When we read data, usually only derivation logic comes into play. Say we have a request to display Bilbo's paternal grandfather. This requires some domain logic - the knowledge that a paternal grandfather is a father's father. In most systems we run this read derivation logic when we get the read request. Essentially we get the read request, call the database to pull out the raw data, run any needed derivation logic, and return the result (although caches may come into play to reduce this).

Eager read derivation does something quite different. Here reads don't touch the main database at all. Instead we have one or more ReportingDatabases that are structured in the same way as our read requests. Any read requests go directly to the reporting databases which read the data directly and push it out with no domain logic involved.

Let me say that again with the birth record example and this diagram.

  1. We get a birth record come in from the UI.
  2. The domain model runs the all the validation and consequences logic.
  3. The domain model updates core information to the database of record.
  4. The domain model runs derivation logic required for all reads (including each UI display) and puts update messages onto a message queue to populate the reporting databases. Each reporting database selects the data it needs from these messages to update its data.
  5. A read request comes in from the paternal grandfather UI and is satisfied by a direct read from the paternal grandfather table in a reporting database.

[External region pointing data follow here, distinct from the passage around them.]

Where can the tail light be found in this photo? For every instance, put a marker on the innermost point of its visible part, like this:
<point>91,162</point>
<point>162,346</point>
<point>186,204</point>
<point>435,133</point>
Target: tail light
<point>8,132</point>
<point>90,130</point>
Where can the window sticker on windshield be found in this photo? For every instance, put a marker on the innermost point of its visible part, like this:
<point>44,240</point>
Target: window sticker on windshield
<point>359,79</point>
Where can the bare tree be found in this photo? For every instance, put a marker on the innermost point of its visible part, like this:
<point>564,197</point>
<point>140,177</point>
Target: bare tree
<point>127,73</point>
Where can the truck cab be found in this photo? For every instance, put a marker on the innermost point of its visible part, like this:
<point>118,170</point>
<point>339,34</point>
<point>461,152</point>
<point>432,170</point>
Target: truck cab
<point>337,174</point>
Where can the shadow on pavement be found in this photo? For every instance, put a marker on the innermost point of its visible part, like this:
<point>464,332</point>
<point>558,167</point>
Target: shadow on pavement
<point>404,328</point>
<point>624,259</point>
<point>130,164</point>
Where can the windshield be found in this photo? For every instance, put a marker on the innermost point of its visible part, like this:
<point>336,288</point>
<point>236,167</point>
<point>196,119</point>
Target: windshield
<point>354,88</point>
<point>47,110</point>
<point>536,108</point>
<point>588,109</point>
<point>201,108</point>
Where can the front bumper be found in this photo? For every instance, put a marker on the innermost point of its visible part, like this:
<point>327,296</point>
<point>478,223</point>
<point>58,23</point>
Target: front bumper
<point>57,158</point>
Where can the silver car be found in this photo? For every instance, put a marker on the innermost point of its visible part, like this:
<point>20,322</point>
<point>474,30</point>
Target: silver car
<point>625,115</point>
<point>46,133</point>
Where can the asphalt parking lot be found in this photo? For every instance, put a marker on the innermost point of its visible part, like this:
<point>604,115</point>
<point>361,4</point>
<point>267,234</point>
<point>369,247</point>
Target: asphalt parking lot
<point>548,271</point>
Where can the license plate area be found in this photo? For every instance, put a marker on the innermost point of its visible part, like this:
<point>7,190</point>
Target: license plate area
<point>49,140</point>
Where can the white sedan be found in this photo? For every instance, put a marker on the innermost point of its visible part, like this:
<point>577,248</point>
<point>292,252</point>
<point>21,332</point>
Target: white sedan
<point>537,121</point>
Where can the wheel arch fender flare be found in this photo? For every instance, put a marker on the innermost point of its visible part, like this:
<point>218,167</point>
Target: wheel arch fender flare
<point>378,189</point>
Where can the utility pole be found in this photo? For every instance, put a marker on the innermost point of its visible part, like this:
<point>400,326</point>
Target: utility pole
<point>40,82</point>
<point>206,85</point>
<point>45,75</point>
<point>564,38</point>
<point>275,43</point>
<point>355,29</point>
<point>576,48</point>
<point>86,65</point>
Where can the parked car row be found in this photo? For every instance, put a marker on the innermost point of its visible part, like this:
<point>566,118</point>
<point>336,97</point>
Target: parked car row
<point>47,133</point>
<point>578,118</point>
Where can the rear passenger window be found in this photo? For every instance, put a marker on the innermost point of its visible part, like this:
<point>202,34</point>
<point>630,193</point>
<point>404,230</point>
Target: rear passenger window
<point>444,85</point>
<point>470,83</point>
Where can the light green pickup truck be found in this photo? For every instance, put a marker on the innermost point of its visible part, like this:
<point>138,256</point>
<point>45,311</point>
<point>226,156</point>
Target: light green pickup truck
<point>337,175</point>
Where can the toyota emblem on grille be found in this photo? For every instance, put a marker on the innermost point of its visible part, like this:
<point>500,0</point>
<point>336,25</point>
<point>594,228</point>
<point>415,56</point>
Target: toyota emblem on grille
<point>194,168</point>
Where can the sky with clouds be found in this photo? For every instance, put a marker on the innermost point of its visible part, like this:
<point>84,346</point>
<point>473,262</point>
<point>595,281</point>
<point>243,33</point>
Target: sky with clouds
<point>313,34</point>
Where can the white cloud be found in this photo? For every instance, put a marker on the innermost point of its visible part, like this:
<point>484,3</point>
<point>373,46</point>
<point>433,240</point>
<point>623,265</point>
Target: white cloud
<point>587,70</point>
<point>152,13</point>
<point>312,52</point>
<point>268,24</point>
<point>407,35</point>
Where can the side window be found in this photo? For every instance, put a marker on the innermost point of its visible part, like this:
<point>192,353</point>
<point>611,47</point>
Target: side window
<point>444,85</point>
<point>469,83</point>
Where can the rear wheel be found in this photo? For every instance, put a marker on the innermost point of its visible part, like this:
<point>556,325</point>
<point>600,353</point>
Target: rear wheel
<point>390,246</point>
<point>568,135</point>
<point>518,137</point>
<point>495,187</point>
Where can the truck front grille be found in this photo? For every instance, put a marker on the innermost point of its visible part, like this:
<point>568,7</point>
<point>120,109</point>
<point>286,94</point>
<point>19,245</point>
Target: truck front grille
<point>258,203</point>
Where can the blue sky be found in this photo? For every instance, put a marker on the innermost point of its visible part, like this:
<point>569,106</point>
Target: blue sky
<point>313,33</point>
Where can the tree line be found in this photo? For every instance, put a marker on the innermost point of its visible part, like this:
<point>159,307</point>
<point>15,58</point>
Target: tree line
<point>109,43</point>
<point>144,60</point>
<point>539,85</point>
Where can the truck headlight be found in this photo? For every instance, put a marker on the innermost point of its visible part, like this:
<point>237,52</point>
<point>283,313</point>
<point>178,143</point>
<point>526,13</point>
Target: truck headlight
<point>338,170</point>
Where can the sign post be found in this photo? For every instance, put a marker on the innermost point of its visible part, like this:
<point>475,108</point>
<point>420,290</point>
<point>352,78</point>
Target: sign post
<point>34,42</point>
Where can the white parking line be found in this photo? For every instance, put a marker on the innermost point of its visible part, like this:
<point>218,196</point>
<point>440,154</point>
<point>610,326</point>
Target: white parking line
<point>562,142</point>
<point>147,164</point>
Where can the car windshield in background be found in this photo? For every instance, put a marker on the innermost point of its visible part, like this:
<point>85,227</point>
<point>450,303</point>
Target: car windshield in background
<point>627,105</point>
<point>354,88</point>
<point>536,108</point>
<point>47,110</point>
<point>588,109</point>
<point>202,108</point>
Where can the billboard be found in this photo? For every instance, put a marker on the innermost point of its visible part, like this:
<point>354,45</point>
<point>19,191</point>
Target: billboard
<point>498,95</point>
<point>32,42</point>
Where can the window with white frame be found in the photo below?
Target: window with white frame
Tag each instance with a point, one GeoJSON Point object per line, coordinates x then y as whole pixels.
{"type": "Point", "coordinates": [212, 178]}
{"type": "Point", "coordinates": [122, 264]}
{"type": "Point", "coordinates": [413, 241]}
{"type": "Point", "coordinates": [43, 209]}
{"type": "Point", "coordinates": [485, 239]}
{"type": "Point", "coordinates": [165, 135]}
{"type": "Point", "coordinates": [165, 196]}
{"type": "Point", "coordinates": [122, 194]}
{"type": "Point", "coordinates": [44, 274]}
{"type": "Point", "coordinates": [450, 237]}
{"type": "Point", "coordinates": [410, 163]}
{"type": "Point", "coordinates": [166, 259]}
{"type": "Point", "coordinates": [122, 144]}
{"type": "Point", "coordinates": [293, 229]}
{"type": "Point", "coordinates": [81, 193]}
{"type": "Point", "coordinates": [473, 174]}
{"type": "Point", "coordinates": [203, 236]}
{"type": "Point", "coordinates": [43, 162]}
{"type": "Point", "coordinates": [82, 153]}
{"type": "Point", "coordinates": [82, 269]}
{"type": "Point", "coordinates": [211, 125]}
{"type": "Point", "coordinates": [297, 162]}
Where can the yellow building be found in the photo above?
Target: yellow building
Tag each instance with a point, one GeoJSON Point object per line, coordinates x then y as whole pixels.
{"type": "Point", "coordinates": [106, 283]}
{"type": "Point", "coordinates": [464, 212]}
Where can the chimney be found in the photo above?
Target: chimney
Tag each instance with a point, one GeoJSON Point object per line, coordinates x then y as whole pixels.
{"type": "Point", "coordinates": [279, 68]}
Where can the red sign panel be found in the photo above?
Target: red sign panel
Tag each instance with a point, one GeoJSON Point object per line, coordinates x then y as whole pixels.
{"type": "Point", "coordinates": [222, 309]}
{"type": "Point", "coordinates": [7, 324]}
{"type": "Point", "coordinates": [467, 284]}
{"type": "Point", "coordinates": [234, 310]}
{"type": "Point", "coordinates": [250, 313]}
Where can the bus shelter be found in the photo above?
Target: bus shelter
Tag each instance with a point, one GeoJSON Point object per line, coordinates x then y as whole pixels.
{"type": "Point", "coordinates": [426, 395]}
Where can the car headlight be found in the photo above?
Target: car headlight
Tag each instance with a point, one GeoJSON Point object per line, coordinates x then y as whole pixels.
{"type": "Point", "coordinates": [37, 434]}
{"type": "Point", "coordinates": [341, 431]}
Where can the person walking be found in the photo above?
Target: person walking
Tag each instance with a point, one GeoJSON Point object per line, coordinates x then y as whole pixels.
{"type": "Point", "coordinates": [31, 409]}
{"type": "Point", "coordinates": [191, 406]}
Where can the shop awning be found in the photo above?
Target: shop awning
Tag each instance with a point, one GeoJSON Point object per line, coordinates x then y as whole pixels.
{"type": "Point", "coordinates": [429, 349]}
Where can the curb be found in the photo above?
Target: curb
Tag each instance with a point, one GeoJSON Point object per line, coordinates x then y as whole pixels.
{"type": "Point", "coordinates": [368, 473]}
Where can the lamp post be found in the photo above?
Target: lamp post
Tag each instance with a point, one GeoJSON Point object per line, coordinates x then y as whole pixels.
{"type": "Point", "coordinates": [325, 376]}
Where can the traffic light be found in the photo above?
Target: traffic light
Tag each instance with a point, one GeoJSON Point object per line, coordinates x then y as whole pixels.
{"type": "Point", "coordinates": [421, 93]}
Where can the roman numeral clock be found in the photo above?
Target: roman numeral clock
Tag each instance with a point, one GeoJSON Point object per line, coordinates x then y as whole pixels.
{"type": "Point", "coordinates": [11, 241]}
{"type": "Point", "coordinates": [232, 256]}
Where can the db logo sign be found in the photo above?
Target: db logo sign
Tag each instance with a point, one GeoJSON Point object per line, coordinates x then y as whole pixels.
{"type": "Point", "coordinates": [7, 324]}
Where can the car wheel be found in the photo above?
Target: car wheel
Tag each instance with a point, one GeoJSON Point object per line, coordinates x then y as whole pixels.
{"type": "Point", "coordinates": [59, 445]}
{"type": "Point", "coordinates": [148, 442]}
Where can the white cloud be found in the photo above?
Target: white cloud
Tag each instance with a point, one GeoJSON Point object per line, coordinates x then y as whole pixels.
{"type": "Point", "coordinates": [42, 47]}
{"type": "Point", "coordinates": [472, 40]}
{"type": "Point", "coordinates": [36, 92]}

In Greg's case all of this was done with asynchronous messages, all inputs were captured as events (Event Sourcing), the domain model processed the messages off the input queue and posted output events to output queues to load the reporting databases. Doing all this asynchronously helps with overall performance and scalability. It does mean there is an inconsistency window where you may do an update, immediately do a read, and not see the result of the update because you clicked faster than the messages could be processed. This asynchronous scheme is eventually consistent, but not strongly consistent. But this is the nature of the beast: in a distributed system you can get consistency or availability but not both.

Now you can do eager read derivation in a non-distributed, strongly consistent manner. I can't think off-hand of a case where I've seen it. I think eager read derivation mostly becomes attractive as you deal with high demand distributed cases.

Doing eager evaluation is hardly that new. The technique is older than me (possibly even older than Ron Jeffries) and most high-volume websites populate databases with derived data all the time. But it's not a technique I see considered as often as it should be, and I liked the aggressive way Greg had used it in his design.